Carl Safina exposed as Enviro Bully

CFOOD, a network of fisheries scientists, responded this week to an article in Medium titled, Environmental Bullies, how conservation ideologues attack scientists who don’t agree with them.

CFOOD summarizes the article well:

“Dr. Lutcavage felt [Carl] Safina and other NGOs like Pew Oceans have maligned her and her peers for their research because it would, ‘get in the way of fund-raising campaigns, messages to the media, book sales, rich donors, and perhaps the most insidious – attempts to influence US fisheries and ocean policies.'”

CFOOD contributor John Sibert of the University of Hawaii says that pressure for scientists to change or “spin” research results occurs more often than it should. He shares his most recent experience with pressure that came from a stringer who writes for Science magazine. The reporter’s approach was to play word games with Sibert’s replies in order to make it seem that Sibert’s research supported MPAs; it did not. Sibert repeatedly explained that the research showed that closing high-seas pockets had no effect whatsoever on the viability of tuna populations and that empirical evidence showed that the closure of the western high seas pockets in 2008 had in fact increased tuna catches. 
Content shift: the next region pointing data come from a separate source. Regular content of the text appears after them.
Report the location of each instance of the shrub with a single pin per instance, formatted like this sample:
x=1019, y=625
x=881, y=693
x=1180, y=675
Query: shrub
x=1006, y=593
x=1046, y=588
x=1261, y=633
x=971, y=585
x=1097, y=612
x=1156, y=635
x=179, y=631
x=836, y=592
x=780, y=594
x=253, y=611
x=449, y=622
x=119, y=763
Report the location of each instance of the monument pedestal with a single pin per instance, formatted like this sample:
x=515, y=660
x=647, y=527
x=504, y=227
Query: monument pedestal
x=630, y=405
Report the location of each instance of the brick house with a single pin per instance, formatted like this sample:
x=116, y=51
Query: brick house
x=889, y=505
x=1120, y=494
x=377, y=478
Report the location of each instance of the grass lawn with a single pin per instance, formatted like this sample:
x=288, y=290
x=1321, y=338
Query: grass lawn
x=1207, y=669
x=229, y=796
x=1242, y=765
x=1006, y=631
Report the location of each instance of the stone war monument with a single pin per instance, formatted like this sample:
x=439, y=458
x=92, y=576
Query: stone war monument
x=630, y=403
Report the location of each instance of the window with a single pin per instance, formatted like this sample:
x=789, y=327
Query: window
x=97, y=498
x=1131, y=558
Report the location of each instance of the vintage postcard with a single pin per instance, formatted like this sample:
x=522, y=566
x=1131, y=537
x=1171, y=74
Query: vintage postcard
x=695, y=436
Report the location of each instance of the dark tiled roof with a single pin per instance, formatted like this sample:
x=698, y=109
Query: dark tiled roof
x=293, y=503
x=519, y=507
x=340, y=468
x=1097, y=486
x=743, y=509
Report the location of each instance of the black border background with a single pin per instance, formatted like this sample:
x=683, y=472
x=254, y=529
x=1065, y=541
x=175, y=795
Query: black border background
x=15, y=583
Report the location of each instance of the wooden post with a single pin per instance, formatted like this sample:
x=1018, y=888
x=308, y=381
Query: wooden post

Sibert summarizes with great advice:

“Instead of attacking the messenger and implying that Lutcavage and her colleagues are industry tools, Safina should have embraced the science, supported tuna conservation, and applied pressure in ICCAT to change its antiquated management. By attempting to smear Lutcavage and her NOAA colleagues, he demeans science in general and those of us who try to apply scientific approaches to resource management in particular.”